LAKE PLACID, N.Y. -- A year ago, William Karlsson made Sweden's team for the 2012 IIHF World Junior Championship as a fourth-line player who wasn't expected to see a lot of ice time.
He had had a goal and an assist in six games, and by the time Sweden had won the gold medal, he was playing on the second line and was a key contributor to the team's championship.
Karlsson, a 2011 second-round pick of the Anaheim Ducks, kept that strong play going through the second half of his season in Sweden, and it carried into Sweden's game against Finland on Tuesday at Herb Brooks Arena -- he had a hat trick in an 8-2 win.
Robert Leino and Juuso Ikonen scored for Finland. Goalie Janne Juvonen allowed eight goals on 39 shots.
A number of those came from Karlsson, whose snap shot from the dot in the left faceoff circle at 5:44 of the second period gave Sweden a 3-2 lead. He added a pair of goals in the third period to pad Sweden's comfortable lead.
"He has matured a lot as a guy and I think it reflects on the ice," Sweden coach Roger Ronnberg told NHL.com. "He's more of a man now. He was a young boy a year ago and now he looks more like a man."

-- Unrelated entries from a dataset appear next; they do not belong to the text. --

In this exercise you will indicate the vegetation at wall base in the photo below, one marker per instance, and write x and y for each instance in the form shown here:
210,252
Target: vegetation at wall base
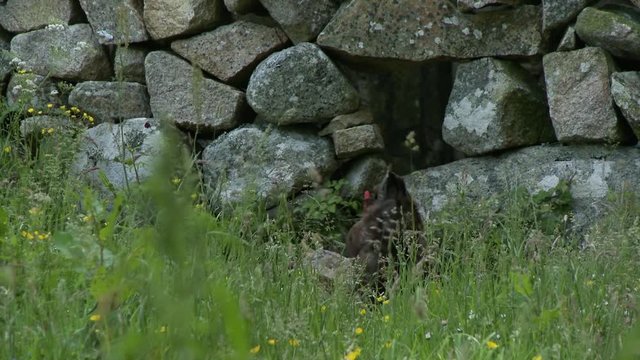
147,272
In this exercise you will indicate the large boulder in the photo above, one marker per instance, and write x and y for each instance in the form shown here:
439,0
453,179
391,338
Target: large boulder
615,30
255,164
495,105
170,18
302,20
558,13
179,92
625,88
419,30
232,51
116,22
579,96
69,53
24,15
593,171
300,85
125,153
98,98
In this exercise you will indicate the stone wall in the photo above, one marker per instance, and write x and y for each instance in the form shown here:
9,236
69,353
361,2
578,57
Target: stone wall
284,93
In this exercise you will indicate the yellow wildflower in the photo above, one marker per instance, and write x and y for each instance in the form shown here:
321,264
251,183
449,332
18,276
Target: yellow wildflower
353,354
294,342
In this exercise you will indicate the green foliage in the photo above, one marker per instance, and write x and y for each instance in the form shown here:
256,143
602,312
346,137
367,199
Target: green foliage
146,272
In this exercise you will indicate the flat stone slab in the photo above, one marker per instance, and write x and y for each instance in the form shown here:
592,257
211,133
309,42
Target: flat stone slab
341,122
300,85
116,22
232,51
418,30
99,98
25,15
357,140
579,96
123,162
495,105
594,171
193,102
65,52
625,89
258,165
170,18
615,30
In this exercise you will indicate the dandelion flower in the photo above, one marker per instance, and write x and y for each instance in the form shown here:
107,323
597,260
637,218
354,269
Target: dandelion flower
294,342
353,354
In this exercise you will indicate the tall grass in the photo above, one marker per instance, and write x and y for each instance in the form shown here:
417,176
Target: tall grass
150,273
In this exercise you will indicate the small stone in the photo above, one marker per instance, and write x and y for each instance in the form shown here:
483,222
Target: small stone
341,122
129,64
300,85
116,22
569,41
302,20
232,51
170,18
625,88
20,16
616,30
357,140
101,152
111,101
32,126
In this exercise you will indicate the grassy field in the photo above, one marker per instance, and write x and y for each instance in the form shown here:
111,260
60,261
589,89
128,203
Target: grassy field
148,273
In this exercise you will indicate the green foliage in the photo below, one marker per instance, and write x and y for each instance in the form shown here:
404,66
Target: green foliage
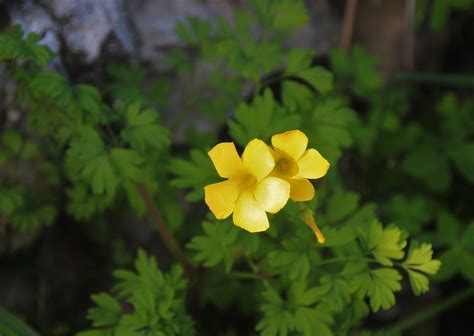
195,173
356,71
298,312
384,244
144,129
440,11
156,300
221,243
418,263
96,155
16,47
329,127
261,119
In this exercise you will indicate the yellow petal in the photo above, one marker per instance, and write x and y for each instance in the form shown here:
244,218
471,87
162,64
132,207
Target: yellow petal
249,215
285,166
312,164
292,142
221,197
226,159
308,218
258,159
302,190
272,193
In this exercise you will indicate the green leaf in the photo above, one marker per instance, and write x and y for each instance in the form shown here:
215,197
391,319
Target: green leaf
195,173
335,292
468,237
144,129
296,314
92,162
463,157
418,263
261,119
15,47
294,261
356,70
448,228
383,243
409,213
107,313
155,299
299,65
379,285
329,129
466,264
341,205
281,15
217,245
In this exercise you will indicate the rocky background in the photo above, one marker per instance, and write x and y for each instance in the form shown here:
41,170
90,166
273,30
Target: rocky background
86,35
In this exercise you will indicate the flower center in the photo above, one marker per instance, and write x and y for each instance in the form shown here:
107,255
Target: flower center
285,168
248,181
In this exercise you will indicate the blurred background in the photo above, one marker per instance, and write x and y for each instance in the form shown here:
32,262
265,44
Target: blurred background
426,46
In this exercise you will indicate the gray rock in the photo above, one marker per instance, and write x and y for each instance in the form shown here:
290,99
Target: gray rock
34,18
88,23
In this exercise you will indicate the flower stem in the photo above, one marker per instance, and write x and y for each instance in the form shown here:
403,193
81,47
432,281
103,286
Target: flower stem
432,311
168,239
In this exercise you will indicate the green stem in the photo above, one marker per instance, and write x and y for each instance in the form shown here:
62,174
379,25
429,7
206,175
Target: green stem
436,78
432,311
168,239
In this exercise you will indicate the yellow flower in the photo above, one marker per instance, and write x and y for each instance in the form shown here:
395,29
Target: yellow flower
248,192
296,164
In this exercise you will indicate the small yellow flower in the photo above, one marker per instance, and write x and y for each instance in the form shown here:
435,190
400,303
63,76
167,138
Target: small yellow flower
249,192
296,164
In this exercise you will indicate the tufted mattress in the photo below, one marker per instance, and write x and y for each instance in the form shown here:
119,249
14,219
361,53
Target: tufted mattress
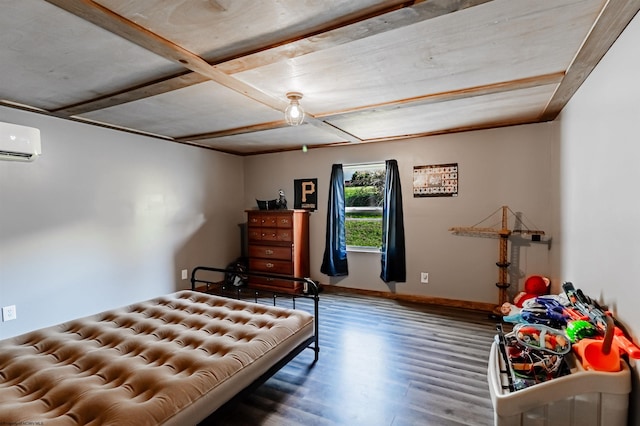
170,360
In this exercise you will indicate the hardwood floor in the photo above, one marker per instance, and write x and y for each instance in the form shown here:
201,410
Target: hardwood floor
382,362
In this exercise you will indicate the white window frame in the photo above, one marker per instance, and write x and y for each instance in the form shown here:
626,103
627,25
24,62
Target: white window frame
377,165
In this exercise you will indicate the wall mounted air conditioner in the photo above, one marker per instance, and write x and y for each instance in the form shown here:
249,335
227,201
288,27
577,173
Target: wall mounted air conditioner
19,143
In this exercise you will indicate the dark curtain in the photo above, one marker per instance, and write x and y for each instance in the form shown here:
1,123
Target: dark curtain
334,262
393,253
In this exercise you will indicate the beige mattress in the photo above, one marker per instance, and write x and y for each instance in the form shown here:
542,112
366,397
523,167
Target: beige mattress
173,360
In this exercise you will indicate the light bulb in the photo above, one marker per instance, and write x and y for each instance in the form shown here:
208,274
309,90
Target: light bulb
294,114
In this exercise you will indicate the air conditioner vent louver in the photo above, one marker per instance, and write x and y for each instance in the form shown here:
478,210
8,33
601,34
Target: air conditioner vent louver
19,143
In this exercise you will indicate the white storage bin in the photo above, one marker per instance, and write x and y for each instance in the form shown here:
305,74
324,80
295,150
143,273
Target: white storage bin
582,398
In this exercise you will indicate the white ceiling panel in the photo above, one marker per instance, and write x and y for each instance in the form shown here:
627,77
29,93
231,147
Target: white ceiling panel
500,41
51,58
201,108
221,28
215,73
281,139
512,107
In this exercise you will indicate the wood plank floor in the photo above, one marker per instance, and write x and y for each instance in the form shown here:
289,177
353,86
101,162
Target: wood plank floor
382,362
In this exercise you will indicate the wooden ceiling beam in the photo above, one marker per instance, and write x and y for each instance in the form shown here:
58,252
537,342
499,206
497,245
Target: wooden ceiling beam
116,24
488,89
612,21
452,95
361,25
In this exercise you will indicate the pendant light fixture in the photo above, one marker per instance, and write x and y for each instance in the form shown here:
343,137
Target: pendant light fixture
294,114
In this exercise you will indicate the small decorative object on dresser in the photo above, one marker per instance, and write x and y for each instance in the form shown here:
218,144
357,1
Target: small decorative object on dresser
278,244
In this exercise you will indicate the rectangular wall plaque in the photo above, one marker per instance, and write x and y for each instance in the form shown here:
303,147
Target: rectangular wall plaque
440,180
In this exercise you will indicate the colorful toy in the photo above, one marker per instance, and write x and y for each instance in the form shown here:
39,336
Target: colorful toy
534,286
543,338
579,329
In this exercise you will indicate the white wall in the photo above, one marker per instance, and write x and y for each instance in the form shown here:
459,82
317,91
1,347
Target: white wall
511,166
106,218
600,171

Karlsson, 19, said he feels like he's gotten stronger physically and emotionally, and it's starting to show on the ice. He centered the team's top line Tuesday, flanked by Nashville Predators prospect Pontus Aberg and Forsberg, the Washington Capitals' top pick in June.
"I think I've grown a lot since last year when I made the [World Junior] team," Karlsson told NHL.com. "That confidence, I've just kept it going. Now I am hopefully a big part of this team to play in the  World Juniors."
After Karlsson's strong outing for Sweden in Alberta, he finished a season with Vasteras in Sweden's Allsvenskan with 45 points in 46 games, which helped him earn a contract with Swedish Elite League club HV 71.
It's exactly what the Ducks have been hoping to see since selecting the center with the 53rd pick in 2011.
"I think over the last two years the one thing that William needed to work on is strength and muscular mass," Ducks director of amateur scouting Martin Madden told NHL.com. "His No. 1 asset is his hockey sense. He's put on some good weight, he's much stronger on the puck, and I think it showed today."
Madden said he expects Karlsson to spend at least one more season in Sweden, continue to develop, and potentially compete for a spot with the Ducks in 2013-14.
"I think the natural progression is for him to step up to the elite-league level in Sweden as a 19-year-old and play lots of important minutes there," Madden said. "I think he's able to do that. I think he's slotted in a second-line role to start the season there. And I think that's the best path for his development."
The teams were tied 1-1 after one period Tuesday, but Finland came out harder to start the second, taking the lead 55 seconds in to the period when Chicago Blackhawks first-round pick Teuvo Teravainen made a sensational juggling play to hold the puck in the offensive zone, then made a sharp pass to a cutting Ikonen for the forward's third goal in two games at the Junior Evaluation Camp.
The tide turned minutes later as Sweden scored twice in a 59-second span. Arvidsson took a pass from Emil Lundberg and drove to the net, and as he fell through the crease, he pushed the puck under Juvonen at 4:45 to tie game. Less than a minute later, Karlsson's rocket from the dot flashed past Juvonen's glove to make it 3-2 for Sweden.
Gortz and Aberg beat Juvonen up high to extend the lead to 5-2 after 40 minutes. In the third, Karlsson scored twice, sandwiched around a goal by Forsberg.
Despite the result, Ronnberg wasn't putting a lot of stock in it.
"I think we showed some skill up front at forward," he said. "We had some good goals there, we were really effective today, but it wasn't our best game."
Sweden is off until Thursday, when it plays the United States. Finland returns to the ice Wednesday for the first of its two games against Team USA.